Mike Stanton, author of the definitive chronicle of Buddy's years in office (The Prince of Providence
book and later
movie), has a column in The New York Times this weekend,
Good Buddy, Bad Buddy:
Stories of the Good Buddy and the Bad Buddy are legion, and legend. He moved rivers. He took bribes. He built a mall. He was accused of raping a woman at gunpoint in law school. He championed WaterFire, the festive floating bonfires on downtown rivers. He assaulted a guy and tried to jab a lit cigarette in his eye while a police bodyguard stood by. He raised a city’s self-esteem. He turned City Hall into a cesspool.
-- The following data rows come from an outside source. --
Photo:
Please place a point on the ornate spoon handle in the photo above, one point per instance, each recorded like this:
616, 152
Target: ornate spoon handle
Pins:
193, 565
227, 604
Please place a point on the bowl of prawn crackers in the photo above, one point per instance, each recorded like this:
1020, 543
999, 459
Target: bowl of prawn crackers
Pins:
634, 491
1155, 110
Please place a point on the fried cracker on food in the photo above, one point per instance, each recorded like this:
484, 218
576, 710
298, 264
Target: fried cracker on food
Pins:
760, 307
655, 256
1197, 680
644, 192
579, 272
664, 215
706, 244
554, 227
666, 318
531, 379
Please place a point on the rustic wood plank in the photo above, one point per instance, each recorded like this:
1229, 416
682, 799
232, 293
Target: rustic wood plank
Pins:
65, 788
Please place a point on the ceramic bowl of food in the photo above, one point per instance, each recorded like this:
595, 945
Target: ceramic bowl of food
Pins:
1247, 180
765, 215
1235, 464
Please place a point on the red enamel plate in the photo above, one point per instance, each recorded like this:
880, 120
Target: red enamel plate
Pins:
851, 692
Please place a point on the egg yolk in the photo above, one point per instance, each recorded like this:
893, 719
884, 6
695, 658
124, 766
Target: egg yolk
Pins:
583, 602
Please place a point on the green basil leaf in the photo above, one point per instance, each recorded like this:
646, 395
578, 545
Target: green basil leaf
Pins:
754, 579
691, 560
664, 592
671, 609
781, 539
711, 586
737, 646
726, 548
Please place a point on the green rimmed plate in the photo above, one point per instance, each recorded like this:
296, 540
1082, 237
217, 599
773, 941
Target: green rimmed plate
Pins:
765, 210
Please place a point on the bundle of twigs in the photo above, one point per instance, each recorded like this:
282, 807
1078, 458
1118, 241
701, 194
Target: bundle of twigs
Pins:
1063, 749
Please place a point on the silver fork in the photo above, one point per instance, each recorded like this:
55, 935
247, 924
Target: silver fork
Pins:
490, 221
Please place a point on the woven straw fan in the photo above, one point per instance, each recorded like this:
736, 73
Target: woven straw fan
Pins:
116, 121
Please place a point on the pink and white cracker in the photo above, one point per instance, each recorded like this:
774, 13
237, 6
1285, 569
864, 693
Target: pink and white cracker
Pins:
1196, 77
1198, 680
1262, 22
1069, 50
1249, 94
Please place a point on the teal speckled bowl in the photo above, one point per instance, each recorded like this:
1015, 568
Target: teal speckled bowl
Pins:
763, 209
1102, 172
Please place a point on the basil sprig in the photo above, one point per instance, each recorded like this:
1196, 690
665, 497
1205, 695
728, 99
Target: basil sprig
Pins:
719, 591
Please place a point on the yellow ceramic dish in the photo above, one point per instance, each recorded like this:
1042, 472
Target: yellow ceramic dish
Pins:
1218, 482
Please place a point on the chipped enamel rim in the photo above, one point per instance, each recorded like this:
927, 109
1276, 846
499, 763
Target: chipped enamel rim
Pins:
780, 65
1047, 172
The judge who sentenced him to five years in prison, for running City Hall as a criminal enterprise, called him Dr. Jekyll and Mr. Hyde. (The ever witty Buddy cracked, “He didn’t give me two [expletive] paychecks.”)
He belongs to that great American pantheon of rogues whose corruption was tolerated because of their populist appeal to voters and the perception that they “got things done” — Boss Tweed, Huey Long, James Michael Curley, Edwin Edwards.... A city is like a woman you make love to, he once said. But he was an unfaithful lover.
Yet Buddy remains a beloved figure because he was larger than life, a superb retail politician, and the man who transformed Providence from a dying industrial city into the jewel of New England.